Henry C.K. Liu hliu at mindspring.com
Tue Mar 23 10:50:35 PST 1999


Max Sawicky wrote:


> Who are you to call John Reed, Louis Fraina, and Emma Goldman
> dilettantes? Or, why do you think a bald assertion like this is
> persuasive?

I did not call Reed, etc. dilettantes. I said "Reds" portrayed them as dilettantes. As to who am I, if you want to get personal, I have several family members assassinated, died in prison and shot for their left wing activities and I personally have taken my share of persecution from Western imperialism. Still, what does that have to do with my observations. Does one have to have been a former president to criticize Clinton?


> > Very noble. Loyalty to some one who was not loyal.
> > One has a responsibility to choose one's friends
> > carefully. Friendship
> > and debts, unlike family, are made by choice and not fate.
>
> More unwisdom of the ages. Debts are often not incurred by
> choice.
>
> As for nobility, self-righteousness is no less a moral pretense.
> The abiding sin of the campus left in the U.S. from the 60's to
> presently is that of self-righteousness. Moral judgement is more
> faulty, the greater the distance in time and place. My own
> little form of penance is to try and exercise restraint in this
> regard.
>

Typical rationalization of a leftist who ran out steam. Who is being self-righteous? It is simple logic that a personal debt cannot be use to amortize a social wrong.


>
> > In the Chinese revolution, many families were split
> > along political
> > lines. Sons angainst fathers, brother agaianst brothers
> > If Beatty owed Kazan, then Beatty's posture was merely
> > self defense rather than noble.
>
> WB needs no self-defense now. So his gesture to Kazan cannot be
> explained on that basis.

It certainly cannot be explained on your basis. Why doesn't Beatty need self-defense now? Money cures all?


>
> > > I was fascinated to note the audience reaction. ...
> >
> > What you noticed was the televised rebirth of the
> > UnAmerican Committee.
> > The night of the living death of McCarthyism. . . .
>
> This is simple hysteria.

I suppose you would call it the great healing process. It's hysteria to see a right wing resurgence?

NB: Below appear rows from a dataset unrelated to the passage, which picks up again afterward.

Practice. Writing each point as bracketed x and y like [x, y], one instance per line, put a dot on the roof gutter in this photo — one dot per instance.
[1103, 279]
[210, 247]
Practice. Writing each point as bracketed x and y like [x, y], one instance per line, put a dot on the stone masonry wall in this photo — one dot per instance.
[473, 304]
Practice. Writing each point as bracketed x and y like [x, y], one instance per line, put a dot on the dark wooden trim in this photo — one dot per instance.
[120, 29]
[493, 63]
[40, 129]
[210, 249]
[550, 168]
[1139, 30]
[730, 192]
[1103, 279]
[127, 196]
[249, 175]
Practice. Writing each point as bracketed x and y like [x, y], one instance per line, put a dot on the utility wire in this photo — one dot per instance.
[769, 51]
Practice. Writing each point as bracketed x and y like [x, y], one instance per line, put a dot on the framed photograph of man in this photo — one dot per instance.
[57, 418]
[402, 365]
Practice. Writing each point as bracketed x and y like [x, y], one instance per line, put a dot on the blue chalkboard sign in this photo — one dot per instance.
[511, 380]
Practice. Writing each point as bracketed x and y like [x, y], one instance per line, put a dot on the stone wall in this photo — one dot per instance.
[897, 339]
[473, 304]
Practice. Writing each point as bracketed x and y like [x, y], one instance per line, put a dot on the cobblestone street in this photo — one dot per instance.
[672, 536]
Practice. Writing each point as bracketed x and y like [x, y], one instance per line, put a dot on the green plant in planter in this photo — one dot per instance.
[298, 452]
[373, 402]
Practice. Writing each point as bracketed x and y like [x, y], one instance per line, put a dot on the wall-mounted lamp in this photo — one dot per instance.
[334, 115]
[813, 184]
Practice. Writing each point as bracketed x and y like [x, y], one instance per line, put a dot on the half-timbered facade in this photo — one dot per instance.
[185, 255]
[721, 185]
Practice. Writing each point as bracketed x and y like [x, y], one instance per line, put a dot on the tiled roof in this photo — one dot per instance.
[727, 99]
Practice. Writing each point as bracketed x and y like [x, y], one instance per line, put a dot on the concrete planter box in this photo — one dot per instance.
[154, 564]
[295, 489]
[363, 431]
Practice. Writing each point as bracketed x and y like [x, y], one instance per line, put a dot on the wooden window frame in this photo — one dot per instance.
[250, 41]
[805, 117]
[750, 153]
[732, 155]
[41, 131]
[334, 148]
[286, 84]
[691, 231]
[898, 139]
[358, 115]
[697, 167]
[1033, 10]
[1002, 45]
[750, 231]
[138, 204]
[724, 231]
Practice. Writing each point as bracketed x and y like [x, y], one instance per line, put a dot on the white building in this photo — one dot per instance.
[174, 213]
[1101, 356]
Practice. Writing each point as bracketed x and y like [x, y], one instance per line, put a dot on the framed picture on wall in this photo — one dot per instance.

> > Max, you are too soft on Beatty whose Hollywood liberalism is
> derived
> more from guilt than from faith. Beatty used his bogus political
> capital for an evil purpose to get out of Faustian corner.>
>
> I've never stopped being amazed at the Internet's predilection
> for rendering instant long-distance moral judgements, garnished
> with 50 cents of amateur psychology, on perfect strangers.
>

This is really a stupid rebuttal to two perfectly straightforward sentences. You are the one who used the internet to defend the indefensible to perfect strangers in the first place . Morality has nothing to do with personal intimacy. If as clear a case as Kazan's needs more understanding before judgment, then everything is moral. All I accused you of is being soft. Must have touched a deep nerve.